Cost for software development\.The cost for producing a typed tool comprises \(a\) the time to develop it \(around 1 hour\), \(b\) and time to refine and test it\. The cost of this process does not scale with interview duration or tool assembly time\. The tool itself is straightforward to implement once the interview has specified what to build\. The real cost is validation: the researcher whose workflow is being automated must run the tool against real data and identify inaccuracies, which are then corrected on either the tool side or the prompt side\. In the photoluminescence case \(§[4\.1](https://arxiv.org/html/2605.13245#S4.SS1)\), seven of the thirty interview answers contradicted the initial implementation, each requiring a correction\-and\-validation cycle\. The development cost therefore scales with the number of methodological corrections required, not with the duration of the interview or the assembly of the tool\. For the Scanning Electron Microscopy case \(§[4\.2](https://arxiv.org/html/2605.13245#S4.SS2)\), the tool comprised eight typed functions and the full cycle from interview to validated deployment took approximately one day\.

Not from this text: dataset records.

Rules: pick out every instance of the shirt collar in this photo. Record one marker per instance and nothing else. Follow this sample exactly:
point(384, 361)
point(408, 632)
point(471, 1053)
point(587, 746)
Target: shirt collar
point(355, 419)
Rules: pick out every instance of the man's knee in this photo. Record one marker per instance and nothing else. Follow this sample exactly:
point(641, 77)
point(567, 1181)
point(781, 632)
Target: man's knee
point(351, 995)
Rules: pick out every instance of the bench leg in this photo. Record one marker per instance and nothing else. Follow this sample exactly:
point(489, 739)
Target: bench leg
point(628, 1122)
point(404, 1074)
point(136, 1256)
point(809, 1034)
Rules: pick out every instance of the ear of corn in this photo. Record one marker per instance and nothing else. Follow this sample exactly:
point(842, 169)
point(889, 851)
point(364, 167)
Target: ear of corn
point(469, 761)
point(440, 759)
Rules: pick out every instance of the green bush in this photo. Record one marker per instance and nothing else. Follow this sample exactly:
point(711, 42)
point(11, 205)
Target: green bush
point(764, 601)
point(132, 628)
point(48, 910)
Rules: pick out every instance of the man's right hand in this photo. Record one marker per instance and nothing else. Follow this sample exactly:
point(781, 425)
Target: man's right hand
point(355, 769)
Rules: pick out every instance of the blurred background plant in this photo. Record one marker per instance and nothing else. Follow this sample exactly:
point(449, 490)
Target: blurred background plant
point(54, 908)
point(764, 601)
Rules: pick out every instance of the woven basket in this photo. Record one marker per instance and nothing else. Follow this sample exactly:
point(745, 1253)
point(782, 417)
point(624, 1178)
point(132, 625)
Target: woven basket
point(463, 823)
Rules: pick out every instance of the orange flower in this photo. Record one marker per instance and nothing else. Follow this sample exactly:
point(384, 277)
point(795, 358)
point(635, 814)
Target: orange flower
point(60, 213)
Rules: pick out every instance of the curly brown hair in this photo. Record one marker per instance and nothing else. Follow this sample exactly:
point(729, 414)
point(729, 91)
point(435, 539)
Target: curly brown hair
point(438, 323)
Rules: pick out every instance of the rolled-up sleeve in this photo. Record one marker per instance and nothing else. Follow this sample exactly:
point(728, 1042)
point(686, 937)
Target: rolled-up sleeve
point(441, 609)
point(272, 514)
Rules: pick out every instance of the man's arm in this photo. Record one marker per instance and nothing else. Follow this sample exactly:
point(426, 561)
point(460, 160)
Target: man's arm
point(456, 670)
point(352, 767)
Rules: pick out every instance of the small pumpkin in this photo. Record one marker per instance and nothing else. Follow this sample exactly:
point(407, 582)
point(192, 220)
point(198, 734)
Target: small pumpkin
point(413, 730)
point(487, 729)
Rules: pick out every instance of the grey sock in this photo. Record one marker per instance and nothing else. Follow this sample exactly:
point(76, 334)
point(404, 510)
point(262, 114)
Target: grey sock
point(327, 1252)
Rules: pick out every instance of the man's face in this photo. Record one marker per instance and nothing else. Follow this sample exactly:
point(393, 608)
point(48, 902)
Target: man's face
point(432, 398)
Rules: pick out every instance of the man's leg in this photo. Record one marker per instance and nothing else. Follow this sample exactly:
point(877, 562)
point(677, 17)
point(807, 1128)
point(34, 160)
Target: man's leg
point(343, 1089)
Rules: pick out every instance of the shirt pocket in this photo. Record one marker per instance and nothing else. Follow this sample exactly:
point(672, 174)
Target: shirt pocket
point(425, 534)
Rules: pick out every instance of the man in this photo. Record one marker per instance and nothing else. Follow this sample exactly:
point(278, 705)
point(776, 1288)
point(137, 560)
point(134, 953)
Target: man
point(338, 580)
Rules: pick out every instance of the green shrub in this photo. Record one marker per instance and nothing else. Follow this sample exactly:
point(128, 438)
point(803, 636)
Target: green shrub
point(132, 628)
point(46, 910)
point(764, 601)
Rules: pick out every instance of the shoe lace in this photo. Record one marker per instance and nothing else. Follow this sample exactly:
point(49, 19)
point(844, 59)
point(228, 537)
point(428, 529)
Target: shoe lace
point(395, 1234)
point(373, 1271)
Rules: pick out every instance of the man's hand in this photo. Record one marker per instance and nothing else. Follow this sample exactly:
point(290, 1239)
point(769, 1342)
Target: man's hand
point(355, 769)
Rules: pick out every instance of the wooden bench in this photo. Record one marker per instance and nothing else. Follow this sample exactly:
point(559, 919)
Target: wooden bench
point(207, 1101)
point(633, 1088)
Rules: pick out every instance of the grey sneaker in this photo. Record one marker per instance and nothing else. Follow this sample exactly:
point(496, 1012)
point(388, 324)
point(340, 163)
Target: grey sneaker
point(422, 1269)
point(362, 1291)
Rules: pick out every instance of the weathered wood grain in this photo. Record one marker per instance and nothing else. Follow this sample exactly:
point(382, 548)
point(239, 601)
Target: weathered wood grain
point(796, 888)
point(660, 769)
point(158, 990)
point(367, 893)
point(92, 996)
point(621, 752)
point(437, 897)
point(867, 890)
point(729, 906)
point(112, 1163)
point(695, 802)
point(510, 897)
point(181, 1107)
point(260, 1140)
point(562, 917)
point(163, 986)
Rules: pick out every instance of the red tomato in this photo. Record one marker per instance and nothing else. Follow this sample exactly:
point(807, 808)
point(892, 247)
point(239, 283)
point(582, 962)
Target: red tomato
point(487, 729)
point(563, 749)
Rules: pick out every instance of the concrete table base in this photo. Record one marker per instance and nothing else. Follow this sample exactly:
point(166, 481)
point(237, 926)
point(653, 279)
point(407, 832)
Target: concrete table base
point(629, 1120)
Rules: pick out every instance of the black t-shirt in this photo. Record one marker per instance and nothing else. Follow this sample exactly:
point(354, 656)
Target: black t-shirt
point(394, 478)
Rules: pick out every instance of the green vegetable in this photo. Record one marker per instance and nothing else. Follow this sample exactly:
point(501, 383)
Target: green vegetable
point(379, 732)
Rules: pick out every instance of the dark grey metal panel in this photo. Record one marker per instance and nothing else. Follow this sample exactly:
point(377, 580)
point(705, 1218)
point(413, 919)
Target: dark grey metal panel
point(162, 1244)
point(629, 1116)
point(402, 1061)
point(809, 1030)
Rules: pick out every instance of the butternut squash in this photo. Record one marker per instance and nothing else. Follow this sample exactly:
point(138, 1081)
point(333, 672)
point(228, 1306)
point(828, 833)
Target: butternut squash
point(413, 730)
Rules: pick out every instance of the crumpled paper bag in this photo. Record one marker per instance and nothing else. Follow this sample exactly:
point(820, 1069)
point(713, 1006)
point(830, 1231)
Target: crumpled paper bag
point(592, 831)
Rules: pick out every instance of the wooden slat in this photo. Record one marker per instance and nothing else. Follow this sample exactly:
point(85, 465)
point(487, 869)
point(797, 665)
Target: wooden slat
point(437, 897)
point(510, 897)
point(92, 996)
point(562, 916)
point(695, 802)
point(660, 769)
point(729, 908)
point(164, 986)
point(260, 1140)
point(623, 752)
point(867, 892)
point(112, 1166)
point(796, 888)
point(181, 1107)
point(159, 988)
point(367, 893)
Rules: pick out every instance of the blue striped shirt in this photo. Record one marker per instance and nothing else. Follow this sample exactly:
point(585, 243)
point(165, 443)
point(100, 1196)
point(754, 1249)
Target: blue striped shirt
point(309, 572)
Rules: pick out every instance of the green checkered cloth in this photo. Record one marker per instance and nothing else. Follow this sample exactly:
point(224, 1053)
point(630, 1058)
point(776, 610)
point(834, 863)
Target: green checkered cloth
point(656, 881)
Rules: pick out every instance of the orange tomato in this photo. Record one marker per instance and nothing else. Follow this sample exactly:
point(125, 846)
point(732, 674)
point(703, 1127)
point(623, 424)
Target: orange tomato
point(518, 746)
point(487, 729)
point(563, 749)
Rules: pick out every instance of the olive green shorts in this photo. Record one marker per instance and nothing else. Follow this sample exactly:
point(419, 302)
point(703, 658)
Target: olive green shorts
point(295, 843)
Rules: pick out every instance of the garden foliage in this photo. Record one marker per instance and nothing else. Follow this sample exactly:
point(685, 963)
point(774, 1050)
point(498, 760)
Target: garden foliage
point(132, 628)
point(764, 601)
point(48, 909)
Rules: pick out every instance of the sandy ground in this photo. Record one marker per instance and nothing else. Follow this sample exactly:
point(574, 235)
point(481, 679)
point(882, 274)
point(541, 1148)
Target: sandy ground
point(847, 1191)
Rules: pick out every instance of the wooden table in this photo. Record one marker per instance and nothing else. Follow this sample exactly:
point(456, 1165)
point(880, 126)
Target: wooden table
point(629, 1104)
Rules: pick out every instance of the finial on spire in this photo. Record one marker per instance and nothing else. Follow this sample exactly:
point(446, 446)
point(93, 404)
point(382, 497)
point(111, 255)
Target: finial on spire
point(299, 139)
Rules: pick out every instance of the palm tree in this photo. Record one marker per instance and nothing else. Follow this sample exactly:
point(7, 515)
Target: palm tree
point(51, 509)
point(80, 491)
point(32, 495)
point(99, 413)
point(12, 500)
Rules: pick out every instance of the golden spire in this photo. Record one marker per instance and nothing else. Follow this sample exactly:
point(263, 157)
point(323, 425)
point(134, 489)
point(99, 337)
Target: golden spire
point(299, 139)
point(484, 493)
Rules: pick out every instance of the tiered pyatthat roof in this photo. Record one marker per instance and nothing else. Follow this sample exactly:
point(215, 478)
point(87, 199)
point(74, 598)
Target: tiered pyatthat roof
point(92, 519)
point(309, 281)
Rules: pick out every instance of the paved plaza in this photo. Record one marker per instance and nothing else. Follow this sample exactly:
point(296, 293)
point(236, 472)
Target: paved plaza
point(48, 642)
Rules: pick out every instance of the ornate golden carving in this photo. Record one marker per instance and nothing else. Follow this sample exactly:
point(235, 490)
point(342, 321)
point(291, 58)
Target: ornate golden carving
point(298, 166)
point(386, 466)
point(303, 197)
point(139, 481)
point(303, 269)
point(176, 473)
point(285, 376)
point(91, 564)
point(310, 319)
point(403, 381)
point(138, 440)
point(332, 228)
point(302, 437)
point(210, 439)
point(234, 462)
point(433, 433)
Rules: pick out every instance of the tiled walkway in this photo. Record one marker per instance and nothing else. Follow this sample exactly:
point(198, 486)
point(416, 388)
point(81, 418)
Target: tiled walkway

Skills file\.As regards the skills file, writing it takes minutes\. It is a configuration document, not code\. The skill file is written last, after the tool has been built and validated against real data\. Its purpose is to constrain the model’s behavior during orchestration: which tools to call in what order, what parameter values to prefer, and how to respond when the user’s prompt is underspecified or when the tool returns an ambiguous error\.

The content of the skill file matters more than its length\. Modern language models are trained to be helpful, which means that when an error occurs they will attempt to use their reasoning and any available tools to find alternative solutions\. In a scientific workflow this is dangerous because the alternative solution may produce a plausible but incorrect result\. The skill file preempts this by defining predetermined behavior for failure modes, user preferences, and workflow\-specific edge cases\. For example, the PL skill file \(Appendix[A](https://arxiv.org/html/2605.13245#A1)\) specifies exact parameter names and rejects plausible\-sounding alternatives that the typed schema would not accept\.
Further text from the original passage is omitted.